Analysts Upgrade Netflix After 17.6% Q4 Revenue Beat and 26x Forward P/E
Netflix trades at 26x forward earnings—half last summer’s 52x—after a 33% selloff tied to its proposed $72 billion Warner Bros. Discovery bid and a $350 billion market cap. The company beat Q4 revenue estimates with $12.05 billion (17.6% YoY) and 29% profit growth, prompting Buy ratings with $104/$100 targets.
1. Analyst Upgrades Spark Buy Opportunity
Two firms raised their outlook on Netflix in late January 2026, with Freedom Capital Markets upgrading the stock from Hold to Buy on January 27 and assigning a $104 target, and Phillip Securities moving from Sell to Accumulate on January 26 with a $100 target.
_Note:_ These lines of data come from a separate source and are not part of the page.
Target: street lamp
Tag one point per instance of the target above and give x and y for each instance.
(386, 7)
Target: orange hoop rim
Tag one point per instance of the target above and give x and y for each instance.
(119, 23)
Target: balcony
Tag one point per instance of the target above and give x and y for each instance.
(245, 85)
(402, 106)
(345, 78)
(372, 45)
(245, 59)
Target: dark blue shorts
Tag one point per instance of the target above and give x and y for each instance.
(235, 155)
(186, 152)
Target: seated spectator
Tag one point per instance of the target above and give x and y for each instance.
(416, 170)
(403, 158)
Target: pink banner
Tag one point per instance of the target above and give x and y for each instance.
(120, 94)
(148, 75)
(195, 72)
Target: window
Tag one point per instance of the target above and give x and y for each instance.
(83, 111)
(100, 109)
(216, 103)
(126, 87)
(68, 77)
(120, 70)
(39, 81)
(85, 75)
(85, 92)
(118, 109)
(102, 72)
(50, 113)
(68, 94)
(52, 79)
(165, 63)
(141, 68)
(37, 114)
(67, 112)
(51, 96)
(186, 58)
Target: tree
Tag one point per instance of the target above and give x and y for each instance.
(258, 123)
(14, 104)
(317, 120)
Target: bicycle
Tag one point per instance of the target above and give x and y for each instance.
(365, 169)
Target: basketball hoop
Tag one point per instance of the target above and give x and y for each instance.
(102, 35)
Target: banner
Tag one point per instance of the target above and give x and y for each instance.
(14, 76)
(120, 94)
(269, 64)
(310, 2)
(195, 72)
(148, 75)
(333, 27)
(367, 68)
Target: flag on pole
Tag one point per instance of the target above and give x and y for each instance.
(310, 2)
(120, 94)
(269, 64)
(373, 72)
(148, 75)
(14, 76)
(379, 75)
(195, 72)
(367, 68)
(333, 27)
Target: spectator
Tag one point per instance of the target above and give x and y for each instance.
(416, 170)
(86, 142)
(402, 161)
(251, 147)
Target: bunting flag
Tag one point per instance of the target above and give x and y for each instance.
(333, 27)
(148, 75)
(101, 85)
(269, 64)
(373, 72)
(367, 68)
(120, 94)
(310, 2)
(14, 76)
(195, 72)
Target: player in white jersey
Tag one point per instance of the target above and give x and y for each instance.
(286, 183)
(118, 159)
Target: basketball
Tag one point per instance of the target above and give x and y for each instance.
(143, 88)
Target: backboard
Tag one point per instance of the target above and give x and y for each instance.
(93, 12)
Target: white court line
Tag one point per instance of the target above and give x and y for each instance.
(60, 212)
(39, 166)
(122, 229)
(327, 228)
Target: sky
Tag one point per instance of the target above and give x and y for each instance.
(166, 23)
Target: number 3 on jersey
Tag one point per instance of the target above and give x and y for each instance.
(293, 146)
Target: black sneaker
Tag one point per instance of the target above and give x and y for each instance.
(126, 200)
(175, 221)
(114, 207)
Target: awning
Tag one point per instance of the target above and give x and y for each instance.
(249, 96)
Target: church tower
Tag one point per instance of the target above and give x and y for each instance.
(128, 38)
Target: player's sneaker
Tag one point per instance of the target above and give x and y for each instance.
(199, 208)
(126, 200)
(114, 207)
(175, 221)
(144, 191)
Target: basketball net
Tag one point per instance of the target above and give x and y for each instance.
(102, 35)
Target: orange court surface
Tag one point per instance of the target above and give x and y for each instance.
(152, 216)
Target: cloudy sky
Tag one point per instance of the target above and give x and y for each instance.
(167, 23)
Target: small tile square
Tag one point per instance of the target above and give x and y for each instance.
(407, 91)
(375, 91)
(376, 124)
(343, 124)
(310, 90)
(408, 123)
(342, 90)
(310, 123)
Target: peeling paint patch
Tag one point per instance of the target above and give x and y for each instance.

These upgrades come after the stock had declined more than 33% from its mid-2025 peak, driven by concerns over valuation and a proposed $72 billion acquisition of Warner Bros. Discovery’s studio and HBO assets. The upgrades signal growing confidence that the sell-off has overshot fundamentals.
2. Q4 Performance Underscores Growth
In Q4 2025, Netflix delivered $12.05 billion in revenue—beating analyst expectations of $11.97 billion—and achieved 17.6% year-over-year top-line growth. Net income jumped 29%, while operating margin expanded to 24.5%. Management forecasted ad sales will double to $3 billion in 2026 and reiterated its track record of exceeding guidance, having beaten sales targets in each of the past three years.
3. Valuation at Multi-Year Low
Netflix now trades at approximately 26 times forward earnings, roughly half the 52-times multiple investors paid last summer. This is the cheapest valuation since late 2023, despite consensus expectations for 15% revenue growth and 23.5% EPS growth to $3.10 for the full year 2026, followed by 22.2% EPS growth to $3.80 in 2027. At current multiples, investors are getting high-teens growth and near-30% operating margins at a modest premium to peers.
4. Healthy Cash Flow and Debt Capacity
Free cash flow surged from a negative $3.14 billion in 2019 to $9.46 billion in 2025, while operating cash flow improved from negative $2.9 billion to $10.15 billion over the same period. With a current debt load of $14.46 billion and net interest expense of $604.1 million last year, Netflix has ample capacity to service additional borrowings if it proceeds with the Warner Bros. Discovery transaction. Robust cash generation supports the view that any debt increase would be manageable over the long term.